Politics

Here's How Many People Police Have Killed in March Alone

April 8th 2015

In March 2015 alone, American police officers killed 115 people, according to data collected by KilledbyPolice.net. KilledByPolice.net is a crowdsourced database of police-involved killings. To put this data in perspective, many other wealthy nations need years before they see 115 police-related killings. Even adjusting for population, these numbers are stark. As The Economist reported, an American is 100 times more likely than a UK resident to be shot by police. It also pointed out that between 2010 and 2014, the city of Albuquerque's police force shot and killed seven times more people than police in England and Wales shot and killed, combined.

Another police-related killing.

Prosecutors filed charges Tuesday against North Charleston, S.C., police officer Michael T. Slager for the murder of Walter L. Scott, an unarmed Black man who was pulled over for a broken taillight and then shot repeatedly by Slager after fleeing the scene. The tragedy sparked outrage all over the United States, which still hasn't recovered from the police-related deaths of Eric Garner and Michael Brown in Ferguson, Mo.

We don't even have accurate data on this problem.

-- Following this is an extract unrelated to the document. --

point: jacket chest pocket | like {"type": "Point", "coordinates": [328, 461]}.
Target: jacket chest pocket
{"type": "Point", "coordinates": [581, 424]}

There is no official database of American deaths at the hands of law enforcement. The Justice Department's Bureau of Justice Statistics (BJS) does collect data on officer-related deaths, but it's considered inadequate because of inconsistent collection methods that depend on reports from varying state agencies. That data, released earlier this year, reported that an estimated 928 people are killed by police each year. A BJS-requested independent analysis, however, found that this data fails to capture as much as 28 percent of police-related deaths. A recent study by Human Rights Data Analysis Group (HRDAG) found the number to be close to 1,240 deaths a year.

Last month, the president's task force on policing, created in the wake of unrest in Ferguson and New York, recommended that the Department of Justice begin to better report data on police use of excessive force. The report noted that the Justice Department is already mandated by law to collect this data, but Congress has not allocated adequate funding to fulfill this obligation.

Patrick Ball, executive director of HRDAG, told FiveThirtyEight that the BJS underestimates the true number of deaths by police officers because it doesn't match records with missing information or audit its data. Ball also said its use of only two databases inevitably leads to discrepancies. That's why sources like KilledByPolice.net have stepped in to fill this role through crowdsourcing.

As discussed by FiveThirtyEight, getting a more accurate picture of how many people are killed annually by police officers could give us the necessary insight to try to prevent senseless future deaths, "[T]he real significance of the report is in telling us what we — including the president and the attorney general — still don’t know."